Cavalcarono lungo la strada addentrandosi nel folto della boscaglia. Gli alberi erano così fitti che per un attimo perse di vista il sentiero. Lo ritrovò qualche decina di metri dopo, quando gli alberi si diradarono un poco permettendogli di vedere che cosa c'era oltre.
Fu allora che li vide.
Erano due uomini vestiti di stracci. Erano chini sopra un corpo, come se lo stessero esaminando.
Un cavallo giaceva nelle vicinanze.
Roge fu subito all'erta. "Predoni" disse a Malbeth a bassa voce. Nella mano apparve un dardo magico.
"Amico Roge" fece Malbeth con voce esitante.
"Non ora. Quei due devono avere aggredito quel cavaliere e ora lo stanno spogliando di tutti i suoi averi."
"Amico Roge..."
"Il cavaliere doveva provenire dalla direzione opposta. Se non ci fossimo attardati lungo la strada, avrebbero assalito noi. Ma ci saremmo difesi facilmente contro quei due banditi."
"Amico Roge, non hai notato che..."
"Quella persona è morta a causa nostra. Noi ne siamo responsabili. È nostro dovere fare in modo che quei due predoni abbiano quello che si meritano. Non sei d'accordo?"
"Amico Roge, non lo senti anche tu?"
Roge lo fissò con espressione interrogativa. "Cosa dovrei sentire?"
Malbeth annusò l'aria come un cane.
Roge inspirò col naso e si tappò la bocca. L'odore che pervadeva l'aria era nauseabondo e sembrava provenire dal punto in cui il cavaliere era stato assalito.
Possibile che fosse morto da così tanto tempo? Eppure il cadavere sembrava fresco, pensò.

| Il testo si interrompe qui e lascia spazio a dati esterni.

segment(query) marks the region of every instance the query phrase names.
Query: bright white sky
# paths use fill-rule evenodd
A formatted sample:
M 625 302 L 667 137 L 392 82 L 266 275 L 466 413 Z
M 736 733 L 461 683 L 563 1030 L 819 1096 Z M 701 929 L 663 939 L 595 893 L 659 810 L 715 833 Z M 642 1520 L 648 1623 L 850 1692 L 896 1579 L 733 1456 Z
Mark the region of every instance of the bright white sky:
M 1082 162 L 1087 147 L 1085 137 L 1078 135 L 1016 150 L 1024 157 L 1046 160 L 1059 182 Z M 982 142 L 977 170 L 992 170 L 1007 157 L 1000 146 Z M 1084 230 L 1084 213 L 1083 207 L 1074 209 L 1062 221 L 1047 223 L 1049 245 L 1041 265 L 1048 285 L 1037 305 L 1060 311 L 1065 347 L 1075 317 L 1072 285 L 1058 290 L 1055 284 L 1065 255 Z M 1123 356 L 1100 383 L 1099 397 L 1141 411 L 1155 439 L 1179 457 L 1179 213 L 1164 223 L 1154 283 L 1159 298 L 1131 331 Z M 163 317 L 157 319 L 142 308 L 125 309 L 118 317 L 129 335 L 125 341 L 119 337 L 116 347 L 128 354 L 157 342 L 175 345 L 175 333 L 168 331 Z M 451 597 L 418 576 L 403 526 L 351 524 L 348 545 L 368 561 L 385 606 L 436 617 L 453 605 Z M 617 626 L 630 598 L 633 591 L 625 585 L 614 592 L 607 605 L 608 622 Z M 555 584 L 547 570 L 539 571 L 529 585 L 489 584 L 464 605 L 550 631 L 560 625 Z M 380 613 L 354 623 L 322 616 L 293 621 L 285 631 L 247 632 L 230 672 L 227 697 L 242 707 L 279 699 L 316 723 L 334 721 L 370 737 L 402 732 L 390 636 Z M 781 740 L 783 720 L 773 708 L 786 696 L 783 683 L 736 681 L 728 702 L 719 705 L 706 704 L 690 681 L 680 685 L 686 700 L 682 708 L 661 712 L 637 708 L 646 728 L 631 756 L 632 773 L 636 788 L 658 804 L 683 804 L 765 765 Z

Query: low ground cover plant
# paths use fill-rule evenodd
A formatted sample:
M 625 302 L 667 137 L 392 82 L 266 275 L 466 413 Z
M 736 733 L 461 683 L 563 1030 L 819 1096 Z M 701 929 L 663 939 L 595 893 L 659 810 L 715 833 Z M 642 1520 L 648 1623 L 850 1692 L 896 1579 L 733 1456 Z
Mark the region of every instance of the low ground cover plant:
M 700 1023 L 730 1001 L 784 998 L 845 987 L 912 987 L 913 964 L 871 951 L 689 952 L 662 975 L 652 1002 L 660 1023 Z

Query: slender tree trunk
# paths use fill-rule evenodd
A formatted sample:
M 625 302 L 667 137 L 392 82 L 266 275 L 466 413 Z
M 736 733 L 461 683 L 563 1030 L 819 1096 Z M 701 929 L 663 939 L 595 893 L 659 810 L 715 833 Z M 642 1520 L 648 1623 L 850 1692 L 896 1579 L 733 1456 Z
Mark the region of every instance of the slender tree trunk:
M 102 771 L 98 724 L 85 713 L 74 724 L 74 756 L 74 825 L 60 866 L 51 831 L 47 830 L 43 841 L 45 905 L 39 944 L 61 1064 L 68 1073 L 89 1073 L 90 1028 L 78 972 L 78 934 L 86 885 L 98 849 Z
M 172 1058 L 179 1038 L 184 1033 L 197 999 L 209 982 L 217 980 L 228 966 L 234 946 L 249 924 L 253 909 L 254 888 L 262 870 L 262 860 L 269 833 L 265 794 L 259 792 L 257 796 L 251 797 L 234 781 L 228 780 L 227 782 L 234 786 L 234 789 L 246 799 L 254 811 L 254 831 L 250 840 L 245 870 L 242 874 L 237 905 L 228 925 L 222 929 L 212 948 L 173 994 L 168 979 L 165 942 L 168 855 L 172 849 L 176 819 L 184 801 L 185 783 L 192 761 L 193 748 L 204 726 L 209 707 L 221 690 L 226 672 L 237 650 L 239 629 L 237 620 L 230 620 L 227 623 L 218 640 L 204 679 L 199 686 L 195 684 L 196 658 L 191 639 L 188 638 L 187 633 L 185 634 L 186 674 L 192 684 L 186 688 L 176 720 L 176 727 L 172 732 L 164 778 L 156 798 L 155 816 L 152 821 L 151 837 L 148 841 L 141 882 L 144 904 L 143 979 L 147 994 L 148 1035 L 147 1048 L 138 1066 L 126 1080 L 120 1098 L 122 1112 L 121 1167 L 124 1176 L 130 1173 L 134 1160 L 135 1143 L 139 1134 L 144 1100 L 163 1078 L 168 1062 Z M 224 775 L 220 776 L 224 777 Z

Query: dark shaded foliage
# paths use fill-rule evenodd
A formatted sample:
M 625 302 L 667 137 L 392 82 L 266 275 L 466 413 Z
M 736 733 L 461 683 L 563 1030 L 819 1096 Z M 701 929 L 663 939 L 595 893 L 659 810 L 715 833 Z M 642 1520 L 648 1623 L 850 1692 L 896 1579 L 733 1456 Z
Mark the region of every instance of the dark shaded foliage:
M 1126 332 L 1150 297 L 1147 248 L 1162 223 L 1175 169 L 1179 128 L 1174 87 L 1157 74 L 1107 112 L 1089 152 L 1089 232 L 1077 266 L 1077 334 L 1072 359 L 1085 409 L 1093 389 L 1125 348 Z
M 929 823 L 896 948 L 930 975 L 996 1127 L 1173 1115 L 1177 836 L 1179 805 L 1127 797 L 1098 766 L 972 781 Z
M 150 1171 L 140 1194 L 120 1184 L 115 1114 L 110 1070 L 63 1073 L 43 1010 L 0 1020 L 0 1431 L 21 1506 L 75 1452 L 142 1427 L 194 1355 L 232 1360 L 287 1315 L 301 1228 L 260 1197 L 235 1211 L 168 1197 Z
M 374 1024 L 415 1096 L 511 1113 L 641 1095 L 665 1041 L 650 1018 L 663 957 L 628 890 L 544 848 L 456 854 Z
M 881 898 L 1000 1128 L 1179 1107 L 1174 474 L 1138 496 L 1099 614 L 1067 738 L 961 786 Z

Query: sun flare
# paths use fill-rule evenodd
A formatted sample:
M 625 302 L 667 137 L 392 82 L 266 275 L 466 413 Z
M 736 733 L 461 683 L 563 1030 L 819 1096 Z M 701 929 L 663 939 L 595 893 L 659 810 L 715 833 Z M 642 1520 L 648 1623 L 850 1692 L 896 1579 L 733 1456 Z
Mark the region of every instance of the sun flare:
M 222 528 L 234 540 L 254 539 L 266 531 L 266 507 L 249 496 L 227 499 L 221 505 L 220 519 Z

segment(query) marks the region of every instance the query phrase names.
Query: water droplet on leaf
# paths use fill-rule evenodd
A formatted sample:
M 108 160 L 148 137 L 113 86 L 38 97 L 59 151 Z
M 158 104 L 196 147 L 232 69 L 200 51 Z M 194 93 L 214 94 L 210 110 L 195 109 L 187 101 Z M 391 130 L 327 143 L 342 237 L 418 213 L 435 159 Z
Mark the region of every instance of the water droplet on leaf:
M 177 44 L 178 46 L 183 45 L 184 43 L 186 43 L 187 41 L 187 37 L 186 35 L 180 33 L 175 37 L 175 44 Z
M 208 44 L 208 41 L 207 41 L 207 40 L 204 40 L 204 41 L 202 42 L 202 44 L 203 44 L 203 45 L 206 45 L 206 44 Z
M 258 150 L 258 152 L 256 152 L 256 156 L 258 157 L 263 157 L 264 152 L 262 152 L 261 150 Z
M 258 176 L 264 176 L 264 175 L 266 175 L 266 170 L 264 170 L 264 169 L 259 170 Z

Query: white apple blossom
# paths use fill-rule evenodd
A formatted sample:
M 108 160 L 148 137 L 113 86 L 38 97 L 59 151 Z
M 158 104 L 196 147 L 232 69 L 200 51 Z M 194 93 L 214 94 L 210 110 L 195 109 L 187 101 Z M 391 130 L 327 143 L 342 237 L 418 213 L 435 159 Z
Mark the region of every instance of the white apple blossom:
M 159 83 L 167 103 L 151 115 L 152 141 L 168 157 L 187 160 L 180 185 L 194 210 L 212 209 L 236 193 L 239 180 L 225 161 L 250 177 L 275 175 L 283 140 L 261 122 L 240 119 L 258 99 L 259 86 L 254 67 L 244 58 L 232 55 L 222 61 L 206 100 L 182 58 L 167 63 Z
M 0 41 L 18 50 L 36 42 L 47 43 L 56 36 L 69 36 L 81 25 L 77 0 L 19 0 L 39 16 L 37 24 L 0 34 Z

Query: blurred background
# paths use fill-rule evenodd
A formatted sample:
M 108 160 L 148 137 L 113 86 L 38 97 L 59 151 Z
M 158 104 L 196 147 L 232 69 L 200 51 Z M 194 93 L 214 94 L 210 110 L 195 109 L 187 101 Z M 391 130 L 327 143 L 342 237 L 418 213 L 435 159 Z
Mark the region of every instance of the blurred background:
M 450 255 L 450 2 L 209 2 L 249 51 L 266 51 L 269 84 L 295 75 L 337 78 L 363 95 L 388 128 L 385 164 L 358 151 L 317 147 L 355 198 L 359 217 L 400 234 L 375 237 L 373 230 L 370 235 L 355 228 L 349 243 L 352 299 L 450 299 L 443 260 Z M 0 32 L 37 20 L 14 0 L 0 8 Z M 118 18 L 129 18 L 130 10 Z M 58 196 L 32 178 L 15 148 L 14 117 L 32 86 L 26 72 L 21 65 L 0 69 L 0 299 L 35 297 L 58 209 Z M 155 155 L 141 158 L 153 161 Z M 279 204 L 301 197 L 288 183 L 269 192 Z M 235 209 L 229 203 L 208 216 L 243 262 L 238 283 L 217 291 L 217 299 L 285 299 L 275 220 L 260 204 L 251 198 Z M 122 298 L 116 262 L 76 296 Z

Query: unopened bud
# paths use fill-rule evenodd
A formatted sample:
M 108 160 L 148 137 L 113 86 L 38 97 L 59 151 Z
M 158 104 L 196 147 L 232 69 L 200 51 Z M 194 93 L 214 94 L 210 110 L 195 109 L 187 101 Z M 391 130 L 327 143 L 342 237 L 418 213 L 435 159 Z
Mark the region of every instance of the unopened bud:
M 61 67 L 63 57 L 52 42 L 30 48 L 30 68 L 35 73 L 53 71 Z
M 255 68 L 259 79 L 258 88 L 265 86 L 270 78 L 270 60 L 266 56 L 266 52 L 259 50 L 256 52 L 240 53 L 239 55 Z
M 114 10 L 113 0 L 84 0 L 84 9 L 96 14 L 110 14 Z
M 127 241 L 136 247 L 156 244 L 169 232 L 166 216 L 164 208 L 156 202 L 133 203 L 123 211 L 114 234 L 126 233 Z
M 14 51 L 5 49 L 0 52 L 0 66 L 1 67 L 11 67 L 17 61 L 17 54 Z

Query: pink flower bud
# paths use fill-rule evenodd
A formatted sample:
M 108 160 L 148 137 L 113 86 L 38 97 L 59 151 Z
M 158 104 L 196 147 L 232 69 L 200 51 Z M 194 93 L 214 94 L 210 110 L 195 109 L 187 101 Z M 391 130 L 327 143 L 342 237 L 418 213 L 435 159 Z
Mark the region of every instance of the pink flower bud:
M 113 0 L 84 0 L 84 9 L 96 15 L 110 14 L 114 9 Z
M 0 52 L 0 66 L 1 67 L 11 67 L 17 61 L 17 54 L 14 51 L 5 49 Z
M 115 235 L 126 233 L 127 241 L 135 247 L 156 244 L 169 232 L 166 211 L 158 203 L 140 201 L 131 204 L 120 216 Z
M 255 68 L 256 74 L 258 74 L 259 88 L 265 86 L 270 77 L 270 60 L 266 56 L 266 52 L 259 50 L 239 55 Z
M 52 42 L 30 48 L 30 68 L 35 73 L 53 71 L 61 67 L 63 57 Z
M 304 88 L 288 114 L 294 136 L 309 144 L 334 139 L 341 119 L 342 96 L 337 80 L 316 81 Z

Se non era il cavaliere a emanare quel tanfo, allora chi?
Malbeth balbettò qualcosa di incomprensibile.
Roge voltò la testa di scatto e guardò nella direzione dell'agguato. I due predoni si erano alzati e guardavano verso di loro.
A tutta prima non comprese quello che stava vedendo. Il suo cervello faticò a mettere insieme le cose.
I due assalitori erano vestiti di stracci che cadevano a brandelli e coprivano a stento membra emaciate e dal colorito brunastro.
Ma quella non era la cosa più strana.
I loro volti sembravano scavati dalla fame più cupa, tanto che poteva vedere le ossa sotto la pelle distesa al massimo.
Uno di loro aveva un'orbita vuota e nera mentre all'altro mancava un braccio dal quale si vedeva sporgere il bianco di un osso.
Roge si stava ancora chiedendo chi e cosa fossero quelle persone, quando all'unisono spalancarono le fauci e si lanciarono verso di loro.